Calls for database to stop people being taken off the voting register

The chief executive of Cork County Council says a national database of electoral registers should be set up to ensure people are not denied a vote.

Calls for database to stop people being taken off the voting register

Tim Lucey made the comment after several councillors gave examples of how constituents found themselves taken off the register for no apparent reason.

A lengthy debate on the issue was sparked in County Hall yesterday after Sinn Féin councillor Melissa Mullane asked for a report on the local register and was told that around 11,000 people were removed from it in the past 12 months.
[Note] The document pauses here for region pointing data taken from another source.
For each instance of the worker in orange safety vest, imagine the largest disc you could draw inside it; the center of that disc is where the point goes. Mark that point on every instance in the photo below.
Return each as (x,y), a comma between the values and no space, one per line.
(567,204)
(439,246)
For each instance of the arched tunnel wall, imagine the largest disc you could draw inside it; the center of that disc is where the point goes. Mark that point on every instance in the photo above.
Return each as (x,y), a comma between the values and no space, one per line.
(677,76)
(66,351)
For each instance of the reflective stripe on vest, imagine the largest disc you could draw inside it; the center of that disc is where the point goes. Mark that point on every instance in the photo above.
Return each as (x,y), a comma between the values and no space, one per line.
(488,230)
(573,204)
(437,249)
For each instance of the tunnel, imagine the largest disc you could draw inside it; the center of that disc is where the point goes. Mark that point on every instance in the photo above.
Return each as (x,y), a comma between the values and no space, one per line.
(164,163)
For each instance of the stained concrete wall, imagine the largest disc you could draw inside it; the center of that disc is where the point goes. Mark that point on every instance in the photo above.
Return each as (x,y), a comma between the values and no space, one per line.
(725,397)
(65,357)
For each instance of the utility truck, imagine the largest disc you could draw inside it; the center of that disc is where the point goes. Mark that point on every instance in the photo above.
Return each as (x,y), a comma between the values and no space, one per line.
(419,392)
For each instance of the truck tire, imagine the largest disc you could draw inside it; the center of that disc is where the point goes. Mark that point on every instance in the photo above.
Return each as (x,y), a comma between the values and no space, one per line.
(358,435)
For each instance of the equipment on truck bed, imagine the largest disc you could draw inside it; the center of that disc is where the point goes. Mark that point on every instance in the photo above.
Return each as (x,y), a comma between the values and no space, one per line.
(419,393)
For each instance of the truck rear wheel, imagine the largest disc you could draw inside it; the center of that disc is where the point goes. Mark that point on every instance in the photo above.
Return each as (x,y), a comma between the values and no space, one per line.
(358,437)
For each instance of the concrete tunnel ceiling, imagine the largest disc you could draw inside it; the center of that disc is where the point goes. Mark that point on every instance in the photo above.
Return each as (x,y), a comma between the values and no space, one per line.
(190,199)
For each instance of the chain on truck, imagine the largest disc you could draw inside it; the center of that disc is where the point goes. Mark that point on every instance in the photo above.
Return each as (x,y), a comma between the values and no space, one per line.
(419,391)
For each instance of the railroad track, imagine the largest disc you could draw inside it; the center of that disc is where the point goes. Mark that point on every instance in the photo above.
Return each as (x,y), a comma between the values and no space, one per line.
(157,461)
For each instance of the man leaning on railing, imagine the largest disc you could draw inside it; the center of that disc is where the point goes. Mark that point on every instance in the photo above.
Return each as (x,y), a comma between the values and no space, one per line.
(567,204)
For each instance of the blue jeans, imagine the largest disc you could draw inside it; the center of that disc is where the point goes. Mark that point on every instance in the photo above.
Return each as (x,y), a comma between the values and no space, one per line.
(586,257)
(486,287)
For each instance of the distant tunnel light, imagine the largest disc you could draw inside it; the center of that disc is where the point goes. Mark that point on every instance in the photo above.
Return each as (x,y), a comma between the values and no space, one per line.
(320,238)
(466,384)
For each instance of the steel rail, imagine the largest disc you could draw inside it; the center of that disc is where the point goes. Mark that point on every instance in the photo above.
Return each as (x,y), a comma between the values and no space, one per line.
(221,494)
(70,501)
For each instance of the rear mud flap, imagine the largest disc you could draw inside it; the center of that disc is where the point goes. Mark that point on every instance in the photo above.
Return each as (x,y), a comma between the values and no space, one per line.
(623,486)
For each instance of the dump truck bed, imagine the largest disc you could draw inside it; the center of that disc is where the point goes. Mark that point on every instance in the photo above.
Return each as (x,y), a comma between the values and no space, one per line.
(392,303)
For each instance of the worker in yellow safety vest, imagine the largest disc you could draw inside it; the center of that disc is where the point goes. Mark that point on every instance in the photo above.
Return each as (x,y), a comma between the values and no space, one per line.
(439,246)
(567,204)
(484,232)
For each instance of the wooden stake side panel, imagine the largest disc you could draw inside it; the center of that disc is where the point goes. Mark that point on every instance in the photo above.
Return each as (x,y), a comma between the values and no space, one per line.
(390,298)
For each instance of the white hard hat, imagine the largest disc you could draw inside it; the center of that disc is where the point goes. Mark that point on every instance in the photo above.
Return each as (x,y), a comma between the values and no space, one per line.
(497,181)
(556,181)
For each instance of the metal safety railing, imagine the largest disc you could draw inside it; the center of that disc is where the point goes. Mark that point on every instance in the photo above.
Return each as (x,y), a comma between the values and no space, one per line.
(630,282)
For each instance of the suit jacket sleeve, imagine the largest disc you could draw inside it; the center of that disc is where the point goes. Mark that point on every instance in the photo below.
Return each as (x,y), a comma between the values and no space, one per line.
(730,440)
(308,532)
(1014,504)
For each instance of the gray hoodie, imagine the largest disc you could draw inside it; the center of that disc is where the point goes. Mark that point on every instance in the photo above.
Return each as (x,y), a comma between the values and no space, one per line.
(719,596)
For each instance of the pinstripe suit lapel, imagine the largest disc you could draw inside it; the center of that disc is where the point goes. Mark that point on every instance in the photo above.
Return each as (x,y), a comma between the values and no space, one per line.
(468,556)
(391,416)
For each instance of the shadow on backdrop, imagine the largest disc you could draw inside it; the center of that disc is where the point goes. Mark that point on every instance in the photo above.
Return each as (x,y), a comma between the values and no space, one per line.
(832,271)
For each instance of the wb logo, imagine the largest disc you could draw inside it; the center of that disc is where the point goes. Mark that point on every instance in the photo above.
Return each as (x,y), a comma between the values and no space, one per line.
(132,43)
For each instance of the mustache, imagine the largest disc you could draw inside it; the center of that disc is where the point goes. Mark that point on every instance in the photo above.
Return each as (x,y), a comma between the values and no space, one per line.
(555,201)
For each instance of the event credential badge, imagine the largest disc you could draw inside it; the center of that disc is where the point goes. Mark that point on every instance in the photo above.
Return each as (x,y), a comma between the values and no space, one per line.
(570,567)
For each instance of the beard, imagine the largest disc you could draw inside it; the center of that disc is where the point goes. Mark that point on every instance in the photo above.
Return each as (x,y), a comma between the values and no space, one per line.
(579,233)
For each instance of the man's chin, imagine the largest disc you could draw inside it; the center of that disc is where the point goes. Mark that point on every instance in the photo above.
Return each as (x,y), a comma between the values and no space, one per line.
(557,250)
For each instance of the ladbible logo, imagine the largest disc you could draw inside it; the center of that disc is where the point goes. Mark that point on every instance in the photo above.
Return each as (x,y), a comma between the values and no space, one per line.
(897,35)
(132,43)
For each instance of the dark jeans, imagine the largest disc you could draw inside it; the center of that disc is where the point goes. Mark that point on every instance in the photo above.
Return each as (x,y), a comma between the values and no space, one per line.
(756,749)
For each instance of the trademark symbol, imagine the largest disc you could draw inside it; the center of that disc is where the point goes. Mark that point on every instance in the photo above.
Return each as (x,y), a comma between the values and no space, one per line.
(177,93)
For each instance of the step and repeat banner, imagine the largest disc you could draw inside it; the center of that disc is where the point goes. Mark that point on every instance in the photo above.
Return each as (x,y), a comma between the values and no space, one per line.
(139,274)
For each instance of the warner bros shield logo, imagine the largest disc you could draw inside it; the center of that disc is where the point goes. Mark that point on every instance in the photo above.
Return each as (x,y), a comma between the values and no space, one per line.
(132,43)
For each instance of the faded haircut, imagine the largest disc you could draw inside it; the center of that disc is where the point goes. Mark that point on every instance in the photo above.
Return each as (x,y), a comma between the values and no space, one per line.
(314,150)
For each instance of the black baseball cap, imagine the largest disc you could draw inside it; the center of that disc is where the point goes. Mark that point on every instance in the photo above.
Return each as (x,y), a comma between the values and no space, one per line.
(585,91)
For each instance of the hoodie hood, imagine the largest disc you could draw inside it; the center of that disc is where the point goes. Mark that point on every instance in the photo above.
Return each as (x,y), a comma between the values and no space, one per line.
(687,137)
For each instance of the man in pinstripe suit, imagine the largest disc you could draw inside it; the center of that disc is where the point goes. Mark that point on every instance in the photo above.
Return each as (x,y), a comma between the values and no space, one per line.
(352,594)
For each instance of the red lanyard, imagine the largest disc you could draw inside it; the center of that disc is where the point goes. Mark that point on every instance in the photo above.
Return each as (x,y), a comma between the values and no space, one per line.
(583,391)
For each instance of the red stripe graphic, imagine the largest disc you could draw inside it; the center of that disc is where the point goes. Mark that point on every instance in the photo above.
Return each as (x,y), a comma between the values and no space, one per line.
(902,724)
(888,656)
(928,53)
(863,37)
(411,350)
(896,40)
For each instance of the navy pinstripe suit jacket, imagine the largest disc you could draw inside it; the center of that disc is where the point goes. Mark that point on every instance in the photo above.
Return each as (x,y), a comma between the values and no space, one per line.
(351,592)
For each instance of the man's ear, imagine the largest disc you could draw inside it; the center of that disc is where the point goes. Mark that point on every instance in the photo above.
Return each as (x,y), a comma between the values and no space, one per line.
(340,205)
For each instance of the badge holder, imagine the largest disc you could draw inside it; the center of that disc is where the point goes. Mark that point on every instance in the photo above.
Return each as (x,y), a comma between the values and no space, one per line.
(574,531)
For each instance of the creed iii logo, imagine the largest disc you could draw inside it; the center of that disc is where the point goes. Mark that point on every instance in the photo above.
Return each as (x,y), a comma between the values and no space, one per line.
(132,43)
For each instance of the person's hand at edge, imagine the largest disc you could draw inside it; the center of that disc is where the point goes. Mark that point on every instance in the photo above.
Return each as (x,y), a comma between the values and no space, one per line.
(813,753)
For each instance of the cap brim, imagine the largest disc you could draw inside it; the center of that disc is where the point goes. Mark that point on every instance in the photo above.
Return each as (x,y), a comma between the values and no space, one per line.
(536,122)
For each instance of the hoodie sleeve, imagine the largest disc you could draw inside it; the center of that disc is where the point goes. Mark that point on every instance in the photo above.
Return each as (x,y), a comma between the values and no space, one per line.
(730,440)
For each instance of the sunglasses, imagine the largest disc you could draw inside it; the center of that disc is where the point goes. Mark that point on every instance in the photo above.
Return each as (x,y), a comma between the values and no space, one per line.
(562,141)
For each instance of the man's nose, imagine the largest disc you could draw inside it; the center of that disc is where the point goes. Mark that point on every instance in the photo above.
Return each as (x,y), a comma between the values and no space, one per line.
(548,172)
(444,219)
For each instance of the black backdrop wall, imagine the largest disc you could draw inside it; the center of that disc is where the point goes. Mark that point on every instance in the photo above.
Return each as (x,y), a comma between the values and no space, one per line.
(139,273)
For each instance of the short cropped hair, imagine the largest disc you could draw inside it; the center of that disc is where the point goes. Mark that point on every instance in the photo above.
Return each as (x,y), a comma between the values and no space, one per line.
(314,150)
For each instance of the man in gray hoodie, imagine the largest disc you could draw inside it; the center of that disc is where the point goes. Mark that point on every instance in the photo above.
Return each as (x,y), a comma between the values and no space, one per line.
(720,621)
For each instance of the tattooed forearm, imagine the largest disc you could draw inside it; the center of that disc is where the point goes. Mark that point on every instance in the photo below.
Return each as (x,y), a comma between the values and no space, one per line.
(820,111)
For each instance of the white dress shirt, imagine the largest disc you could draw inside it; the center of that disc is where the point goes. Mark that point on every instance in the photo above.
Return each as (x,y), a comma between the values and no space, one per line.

Officials said these would include people who had died or moved out of the area.

The council has 53 field workers who check the accuracy of the register. But the report stated that because of rapid population growth and increased mobility they “often have great difficulty in sourcing accurate details for the register, hence the reason why each individual should make an effort to check the accuracy of the register themselves.”

Many councillors maintained people who were deleted from the register weren’t written to, as officials maintained.

Deputy mayor of Co Cork, Independent councillor Tim Collins said during the last local elections he became aware of 15 people in his constituency who, for no apparent reason, were taken off the register.

“Who’s giving the go-ahead to take a person’s name off the live register. Is this political?” he asked.

Sinn Féin councillor Kieran McCarthy said his ex-wife was was removed from the register, but not any of the other voters who lived in the same house.

He said council staff had said they had received information that she had moved address, which she had not and the same explanation was given in the case of another man, which again was untrue.

Fine Gael councillor Noel O’Donovan said he inquired on behalf of a 70-year-old Rosscarbery man who was taken off the register and told he was dead.

Fine Gael councillor Kevin Murphy suggested that councillors and the public should be given access to a list of names of those deleted from the register.

“That’s a flaw. We have to get a better system in place. They must be accurate. To disenfranchise a person of a vote is not good,” he said.

Skibbereen-based Fianna Fáil councillor Joe Carroll said a lot of people living in West Cork were disenfranchised because they spent the week working and sleeping in Cork City and it was presumed that they had moved.

Mr Lucey said such incidents happened all over the country and he believed the only way of improving the system was to have a national register which was linked to a person’s PPS number.

He added that if a person changed address the onus was on them to contact their franchise office with that information.